If other neuromuscular blocking agents are to be used during the same procedure, consider the possibility of a synergistic or antagonistic effect.

8 USE IN SPECIFIC POPULATIONS

8.1 Pregnancy

Risk Summary

Available data from published literature from case reports and case series over decades of use with succinylcholine during pregnancy have not identified a drug-associated risk of major birth defects, miscarriage, or adverse maternal or fetal outcomes. Succinylcholine is used commonly during delivery by caesarean section to provide muscle relaxation. If succinylcholine is used during labor and delivery, there is a risk for prolonged apnea in some pregnant women (see Clinical Considerations). Animal reproduction studies have not been conducted with succinylcholine chloride.

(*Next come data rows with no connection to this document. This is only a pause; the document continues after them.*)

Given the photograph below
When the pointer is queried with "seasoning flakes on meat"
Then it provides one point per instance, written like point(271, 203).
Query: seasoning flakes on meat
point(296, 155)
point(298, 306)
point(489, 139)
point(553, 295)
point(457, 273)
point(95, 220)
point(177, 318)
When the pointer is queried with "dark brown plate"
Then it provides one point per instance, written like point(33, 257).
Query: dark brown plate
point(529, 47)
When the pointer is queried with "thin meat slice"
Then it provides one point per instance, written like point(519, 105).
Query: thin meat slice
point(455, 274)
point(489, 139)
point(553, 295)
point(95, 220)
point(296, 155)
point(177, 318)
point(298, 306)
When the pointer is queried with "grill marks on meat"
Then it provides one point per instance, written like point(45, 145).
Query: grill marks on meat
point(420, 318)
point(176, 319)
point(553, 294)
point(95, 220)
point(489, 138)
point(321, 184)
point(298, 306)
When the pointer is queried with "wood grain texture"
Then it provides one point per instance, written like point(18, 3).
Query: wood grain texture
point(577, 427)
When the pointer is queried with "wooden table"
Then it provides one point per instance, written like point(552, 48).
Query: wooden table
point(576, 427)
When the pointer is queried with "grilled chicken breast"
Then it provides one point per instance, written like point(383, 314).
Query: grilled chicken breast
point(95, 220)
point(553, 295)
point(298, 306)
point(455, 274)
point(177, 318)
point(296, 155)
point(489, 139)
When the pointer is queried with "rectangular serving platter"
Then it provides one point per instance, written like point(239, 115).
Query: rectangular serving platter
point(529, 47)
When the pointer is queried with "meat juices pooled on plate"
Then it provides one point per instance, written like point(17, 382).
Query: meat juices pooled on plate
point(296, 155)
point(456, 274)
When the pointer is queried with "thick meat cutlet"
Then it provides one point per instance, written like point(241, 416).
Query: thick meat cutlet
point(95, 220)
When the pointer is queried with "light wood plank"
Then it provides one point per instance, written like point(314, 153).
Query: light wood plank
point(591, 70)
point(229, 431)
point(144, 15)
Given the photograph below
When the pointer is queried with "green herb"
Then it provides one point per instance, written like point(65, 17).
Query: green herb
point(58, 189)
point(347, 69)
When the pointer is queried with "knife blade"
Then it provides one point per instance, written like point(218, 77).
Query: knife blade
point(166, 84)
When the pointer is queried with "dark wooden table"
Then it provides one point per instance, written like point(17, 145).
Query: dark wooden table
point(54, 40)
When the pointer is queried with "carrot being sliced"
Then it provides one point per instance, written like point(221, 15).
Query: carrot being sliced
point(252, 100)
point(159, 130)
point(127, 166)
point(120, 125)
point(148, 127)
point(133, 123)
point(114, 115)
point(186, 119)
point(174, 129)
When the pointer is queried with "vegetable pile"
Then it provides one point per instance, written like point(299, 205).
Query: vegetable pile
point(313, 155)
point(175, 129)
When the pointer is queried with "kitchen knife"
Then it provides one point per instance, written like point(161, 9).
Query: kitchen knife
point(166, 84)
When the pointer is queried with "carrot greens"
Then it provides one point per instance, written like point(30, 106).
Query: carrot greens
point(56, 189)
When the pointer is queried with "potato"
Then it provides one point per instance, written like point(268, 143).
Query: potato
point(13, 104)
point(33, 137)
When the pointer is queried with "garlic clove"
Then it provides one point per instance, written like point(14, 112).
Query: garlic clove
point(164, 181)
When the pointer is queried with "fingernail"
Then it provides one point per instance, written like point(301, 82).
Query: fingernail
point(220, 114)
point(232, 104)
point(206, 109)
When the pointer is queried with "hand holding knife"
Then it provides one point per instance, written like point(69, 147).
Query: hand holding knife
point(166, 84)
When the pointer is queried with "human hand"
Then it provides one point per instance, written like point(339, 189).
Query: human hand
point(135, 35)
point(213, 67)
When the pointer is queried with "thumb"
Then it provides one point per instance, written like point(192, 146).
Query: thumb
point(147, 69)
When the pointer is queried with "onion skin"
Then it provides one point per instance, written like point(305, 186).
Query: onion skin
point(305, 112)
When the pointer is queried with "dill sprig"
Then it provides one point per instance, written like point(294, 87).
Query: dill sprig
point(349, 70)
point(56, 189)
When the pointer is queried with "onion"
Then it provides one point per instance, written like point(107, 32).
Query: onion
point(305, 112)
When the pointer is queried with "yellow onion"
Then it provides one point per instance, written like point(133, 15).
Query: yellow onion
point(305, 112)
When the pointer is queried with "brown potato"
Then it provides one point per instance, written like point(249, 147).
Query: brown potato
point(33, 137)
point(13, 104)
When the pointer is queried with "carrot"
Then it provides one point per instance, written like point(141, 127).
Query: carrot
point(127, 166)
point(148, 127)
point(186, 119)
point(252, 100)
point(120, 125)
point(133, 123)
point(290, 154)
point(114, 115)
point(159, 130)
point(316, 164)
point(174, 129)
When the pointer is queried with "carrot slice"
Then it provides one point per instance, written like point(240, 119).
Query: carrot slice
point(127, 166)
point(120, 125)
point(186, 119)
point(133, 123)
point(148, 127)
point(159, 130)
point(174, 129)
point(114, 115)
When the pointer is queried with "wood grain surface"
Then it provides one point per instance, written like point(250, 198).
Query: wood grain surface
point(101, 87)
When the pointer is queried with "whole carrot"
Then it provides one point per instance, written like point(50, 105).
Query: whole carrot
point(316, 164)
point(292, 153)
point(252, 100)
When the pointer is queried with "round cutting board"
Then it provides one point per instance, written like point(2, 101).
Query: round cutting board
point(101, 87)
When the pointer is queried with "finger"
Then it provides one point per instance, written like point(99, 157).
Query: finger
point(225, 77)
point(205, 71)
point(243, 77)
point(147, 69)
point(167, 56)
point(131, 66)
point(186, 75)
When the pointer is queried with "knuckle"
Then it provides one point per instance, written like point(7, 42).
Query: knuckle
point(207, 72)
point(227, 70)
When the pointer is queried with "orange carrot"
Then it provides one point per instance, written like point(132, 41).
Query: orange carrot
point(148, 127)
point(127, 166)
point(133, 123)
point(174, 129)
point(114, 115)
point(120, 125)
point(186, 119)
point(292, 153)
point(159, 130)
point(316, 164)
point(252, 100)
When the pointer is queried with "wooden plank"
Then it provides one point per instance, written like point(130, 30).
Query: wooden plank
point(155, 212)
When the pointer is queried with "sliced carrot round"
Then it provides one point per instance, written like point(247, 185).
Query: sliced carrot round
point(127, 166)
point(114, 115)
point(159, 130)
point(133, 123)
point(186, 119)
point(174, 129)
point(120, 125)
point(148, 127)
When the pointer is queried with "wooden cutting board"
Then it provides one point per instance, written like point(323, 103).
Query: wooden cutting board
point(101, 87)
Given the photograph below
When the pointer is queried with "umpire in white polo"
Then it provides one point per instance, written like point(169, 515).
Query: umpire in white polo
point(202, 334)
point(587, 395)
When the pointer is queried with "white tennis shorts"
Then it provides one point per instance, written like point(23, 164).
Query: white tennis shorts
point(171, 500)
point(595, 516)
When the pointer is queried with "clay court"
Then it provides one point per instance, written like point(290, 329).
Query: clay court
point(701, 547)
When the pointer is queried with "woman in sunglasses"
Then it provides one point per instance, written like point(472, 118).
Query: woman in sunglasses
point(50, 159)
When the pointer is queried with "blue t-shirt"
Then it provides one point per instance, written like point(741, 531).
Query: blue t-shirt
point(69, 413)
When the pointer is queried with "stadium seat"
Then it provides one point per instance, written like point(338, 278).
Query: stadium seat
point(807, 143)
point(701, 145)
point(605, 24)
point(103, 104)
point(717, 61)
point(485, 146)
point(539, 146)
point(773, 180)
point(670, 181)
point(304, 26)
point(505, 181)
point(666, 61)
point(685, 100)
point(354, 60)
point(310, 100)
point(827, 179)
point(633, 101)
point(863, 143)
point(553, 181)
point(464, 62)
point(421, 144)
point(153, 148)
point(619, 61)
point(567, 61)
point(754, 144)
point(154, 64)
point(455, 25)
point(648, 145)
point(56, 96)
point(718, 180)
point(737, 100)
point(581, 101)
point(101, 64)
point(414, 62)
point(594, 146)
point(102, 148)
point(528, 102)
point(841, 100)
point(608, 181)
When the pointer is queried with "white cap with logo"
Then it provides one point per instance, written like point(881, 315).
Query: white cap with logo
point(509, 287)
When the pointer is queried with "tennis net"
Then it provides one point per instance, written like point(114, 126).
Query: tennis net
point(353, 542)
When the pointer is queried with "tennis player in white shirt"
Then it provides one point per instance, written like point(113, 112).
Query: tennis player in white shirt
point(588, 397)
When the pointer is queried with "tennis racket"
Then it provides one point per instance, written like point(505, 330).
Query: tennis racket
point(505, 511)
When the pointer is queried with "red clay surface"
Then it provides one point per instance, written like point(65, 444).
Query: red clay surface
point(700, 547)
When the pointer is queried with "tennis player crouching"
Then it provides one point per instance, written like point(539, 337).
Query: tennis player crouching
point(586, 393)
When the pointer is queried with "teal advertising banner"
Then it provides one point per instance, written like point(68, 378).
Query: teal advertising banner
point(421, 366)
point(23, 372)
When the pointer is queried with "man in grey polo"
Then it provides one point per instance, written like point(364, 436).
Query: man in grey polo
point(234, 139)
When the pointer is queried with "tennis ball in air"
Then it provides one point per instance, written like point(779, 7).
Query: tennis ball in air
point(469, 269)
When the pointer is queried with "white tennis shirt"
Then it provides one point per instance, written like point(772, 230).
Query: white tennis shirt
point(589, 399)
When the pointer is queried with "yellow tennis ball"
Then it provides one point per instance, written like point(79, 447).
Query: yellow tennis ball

The estimated background risk of major birth defects and miscarriage for the indicated population is unknown. All pregnancies have a background risk of birth defect, loss, or other adverse outcomes. In the U.S. general population, the estimated background risk of major birth defects and miscarriage in clinically recognized pregnancies is 2–4% and 15–20%, respectively.

Clinical Considerations

Maternal Adverse Reactions

Plasma cholinesterase levels are decreased by approximately 24% during pregnancy and for several days postpartum which can prolong the effect of succinylcholine. Therefore, some pregnant patients may experience prolonged apnea.

Fetal/Neonatal Adverse Reactions

Apnea and flaccidity may occur in the newborn after repeated high doses to, or in the presence of atypical plasma cholinesterase in, the mother.

Labor or Delivery

Succinylcholine is commonly used to provide muscle relaxation during delivery by caesarean section. Succinylcholine is known to cross the placental barrier in an amount that is dependent on the concentration gradient between the maternal and fetal circulation.

8.2 Lactation

Risk Summary

There are no data on the presence of succinylcholine or its metabolite in either human or animal milk, the effects on the breastfed infant, or the effects on milk production. The developmental and health benefits of breastfeeding should be considered along with the mother’s clinical need for QUELICIN and any potential adverse effects on the breastfed infant from QUELICIN or from the underlying maternal condition.